Insisto, todos os ‘soundbytes’, à volta de Constâncio, não me fazem esquecer os chorudos ganhos de outros, em alguns casos prolongados, para além do tempo de trabalho, por reformas sumptuosas. Com efeito, de uma maneira ou de outra, nenhum deles escapa à imoralidade. Esta conclusão leva-me a acreditar que, a partir das intervenções na Comissão de Inquérito Parlamentar ao BPN, está a incorrer-se num erro de subjectivação do tema à volta do actual governador, omitindo que outros foram premiados igualmente com elevados vencimentos. Para mim, a análise objectiva entronca na seguinte pergunta: é socialmente justo que um Governador do Banco de Portugal, quem quer que seja, ocupe o 3.º lugar dos melhores pagos por Bancos Centrais de todo o mundo? Estou ciente de que não, chame-se ele Vítor, José, Tavares, Miguel ou António. E mais: trata-se de um problema institucional do regime que o poder político tem a obrigação de resolver, a breve prazo. Mesmo assim, já não irá a tempo de corrigir em baixa as avultadas pensões de reforma concedidas.

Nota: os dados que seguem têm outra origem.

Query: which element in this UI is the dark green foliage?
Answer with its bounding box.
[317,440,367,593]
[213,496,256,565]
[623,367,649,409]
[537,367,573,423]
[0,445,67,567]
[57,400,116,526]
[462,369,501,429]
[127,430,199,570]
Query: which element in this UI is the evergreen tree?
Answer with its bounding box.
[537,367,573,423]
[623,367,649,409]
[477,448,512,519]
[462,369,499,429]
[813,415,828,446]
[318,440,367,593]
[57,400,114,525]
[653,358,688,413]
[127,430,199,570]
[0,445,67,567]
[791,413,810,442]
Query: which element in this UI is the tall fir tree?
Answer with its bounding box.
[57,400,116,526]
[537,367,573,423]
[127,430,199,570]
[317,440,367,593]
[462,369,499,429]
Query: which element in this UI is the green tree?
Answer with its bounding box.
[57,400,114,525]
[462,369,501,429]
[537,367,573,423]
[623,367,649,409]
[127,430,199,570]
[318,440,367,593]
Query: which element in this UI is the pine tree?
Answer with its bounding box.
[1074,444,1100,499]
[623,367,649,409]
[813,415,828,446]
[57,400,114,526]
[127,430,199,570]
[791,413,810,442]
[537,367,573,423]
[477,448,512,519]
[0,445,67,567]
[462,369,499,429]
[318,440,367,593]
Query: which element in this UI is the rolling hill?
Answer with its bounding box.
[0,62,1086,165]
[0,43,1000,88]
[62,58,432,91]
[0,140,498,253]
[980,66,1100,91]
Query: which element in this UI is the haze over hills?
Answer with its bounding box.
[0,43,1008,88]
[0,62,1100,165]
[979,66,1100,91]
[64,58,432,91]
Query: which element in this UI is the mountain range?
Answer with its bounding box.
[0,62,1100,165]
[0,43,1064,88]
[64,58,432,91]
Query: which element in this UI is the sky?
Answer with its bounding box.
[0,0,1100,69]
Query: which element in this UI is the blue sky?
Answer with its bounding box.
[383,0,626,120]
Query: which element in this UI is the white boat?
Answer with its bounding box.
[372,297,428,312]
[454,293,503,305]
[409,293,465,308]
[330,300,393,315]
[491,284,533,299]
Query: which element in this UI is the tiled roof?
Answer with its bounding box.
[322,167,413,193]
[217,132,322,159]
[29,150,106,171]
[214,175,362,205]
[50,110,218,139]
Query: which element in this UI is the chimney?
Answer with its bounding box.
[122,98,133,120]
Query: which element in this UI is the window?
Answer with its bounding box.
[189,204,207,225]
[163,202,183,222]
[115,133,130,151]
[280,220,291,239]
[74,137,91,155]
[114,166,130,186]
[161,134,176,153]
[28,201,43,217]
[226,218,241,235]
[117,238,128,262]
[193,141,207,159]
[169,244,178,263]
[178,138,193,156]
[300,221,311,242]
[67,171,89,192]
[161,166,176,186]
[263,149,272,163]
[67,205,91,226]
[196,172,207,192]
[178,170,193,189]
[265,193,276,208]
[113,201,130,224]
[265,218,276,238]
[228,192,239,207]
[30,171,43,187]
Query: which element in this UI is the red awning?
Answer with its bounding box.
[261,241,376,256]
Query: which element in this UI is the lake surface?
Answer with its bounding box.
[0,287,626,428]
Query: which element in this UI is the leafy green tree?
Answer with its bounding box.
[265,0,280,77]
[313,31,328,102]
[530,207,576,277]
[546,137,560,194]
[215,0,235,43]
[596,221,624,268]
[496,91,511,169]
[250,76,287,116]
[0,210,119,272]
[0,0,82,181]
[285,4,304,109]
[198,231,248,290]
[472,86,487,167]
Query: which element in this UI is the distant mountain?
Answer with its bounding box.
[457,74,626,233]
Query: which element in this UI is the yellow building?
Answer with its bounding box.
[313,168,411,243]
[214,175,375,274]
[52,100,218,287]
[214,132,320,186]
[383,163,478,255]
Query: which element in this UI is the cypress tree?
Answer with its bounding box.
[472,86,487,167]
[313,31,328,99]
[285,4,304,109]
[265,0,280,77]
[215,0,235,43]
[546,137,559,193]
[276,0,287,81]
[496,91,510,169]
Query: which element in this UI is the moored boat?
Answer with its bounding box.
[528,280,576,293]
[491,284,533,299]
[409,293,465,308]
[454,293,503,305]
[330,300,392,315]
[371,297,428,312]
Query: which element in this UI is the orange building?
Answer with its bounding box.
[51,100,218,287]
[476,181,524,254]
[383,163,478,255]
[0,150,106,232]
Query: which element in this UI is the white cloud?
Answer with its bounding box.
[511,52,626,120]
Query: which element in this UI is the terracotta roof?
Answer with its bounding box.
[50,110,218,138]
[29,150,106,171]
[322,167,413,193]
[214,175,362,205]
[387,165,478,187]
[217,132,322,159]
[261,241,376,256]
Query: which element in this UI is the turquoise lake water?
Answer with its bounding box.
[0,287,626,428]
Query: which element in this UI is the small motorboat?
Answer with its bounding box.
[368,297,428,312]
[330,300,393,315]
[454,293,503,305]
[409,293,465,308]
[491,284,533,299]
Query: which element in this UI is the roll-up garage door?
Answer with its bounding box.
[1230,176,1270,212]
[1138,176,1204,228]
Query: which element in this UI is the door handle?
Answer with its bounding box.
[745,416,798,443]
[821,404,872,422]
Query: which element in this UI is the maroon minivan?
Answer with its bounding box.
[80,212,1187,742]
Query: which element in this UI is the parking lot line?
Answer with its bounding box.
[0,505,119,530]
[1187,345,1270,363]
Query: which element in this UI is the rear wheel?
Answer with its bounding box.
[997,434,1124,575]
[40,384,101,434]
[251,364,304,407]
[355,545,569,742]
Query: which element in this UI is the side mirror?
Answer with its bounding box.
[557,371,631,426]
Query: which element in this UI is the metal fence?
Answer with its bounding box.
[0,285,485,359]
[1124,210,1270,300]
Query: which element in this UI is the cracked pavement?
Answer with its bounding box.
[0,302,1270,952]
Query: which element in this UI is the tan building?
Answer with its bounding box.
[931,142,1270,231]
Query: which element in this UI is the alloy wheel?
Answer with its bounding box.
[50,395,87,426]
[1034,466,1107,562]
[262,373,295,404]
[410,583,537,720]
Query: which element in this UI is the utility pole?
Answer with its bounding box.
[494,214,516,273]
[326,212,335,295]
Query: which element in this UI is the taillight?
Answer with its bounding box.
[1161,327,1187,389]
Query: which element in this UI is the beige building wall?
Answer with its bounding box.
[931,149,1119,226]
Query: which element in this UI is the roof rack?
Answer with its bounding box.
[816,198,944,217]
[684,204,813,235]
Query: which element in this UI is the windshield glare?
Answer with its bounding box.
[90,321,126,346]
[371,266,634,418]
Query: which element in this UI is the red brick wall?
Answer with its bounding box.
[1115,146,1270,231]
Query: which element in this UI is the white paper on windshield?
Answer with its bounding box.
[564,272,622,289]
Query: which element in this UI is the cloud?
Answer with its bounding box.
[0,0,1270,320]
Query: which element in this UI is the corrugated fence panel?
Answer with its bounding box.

A supervisão é outro tema importante, mas fica para próxima oportunidade.

Comments

  1. Luis Moreira says:

    carlos, eu estou em crer é que o BdP está transformado num gabinete de estudos e não previu a evolução do sistema bancário.

  2. dalby says:

    LUÍS PORQUE SERÁ QUE EU, SENDO TÃO MAU E PESSIMO EM CONTAS, CONTABILIDADE, NÚMEROS E FINANÇAS, TENHO UM TERRÍVEL FEELING QUE O VITORINO SANTO AFINAL NÃO É NADA HOLLY E É ASSIM UMA ESPÉCIE DE BUR-LISTI-ta??!! Tenho um feeling que ele é mesmo um servo dos interesses deste governo e nao so! DIZ ME QUE ESTOU ERRRADO E QUE ELE É UM BOM RAPAZ!!

  3. Luis Moreira says:

    Qual Vitorino?

  4. dalby says:

    qu e …inocente..Vitor Constancio!

  5. Luis Moreira says:

    falhou e devia pedir a demissão mas é um homem sério!

  6. dalby says:

    OK. ACEITO. MAS FALHOU EM QUÊ?? EM PREVER DESVIOS??

  7. Luis Moreira says:

    Falhou porque devia ter focado o BdP na supervisão e não, o BdP está transformado num gabinete de estudos.

  8. carlos fonseca says:

    Luís, o BdP desfocou-se do papel principal. Tem sido uma mina para governadores e continua a ser um abrigo para uma série de consultores com bons ordenados e escassa actividade. Depois, algumas dessas sumidades financeiras, António de Sousa por exemplo, ainda ingressam em cargos de elevada remuneração (públicos!, entenda-se). A presidência da CGD foi a compensação dada por sair do BdP. Julgo que está reformado dos dois lados e muito bem.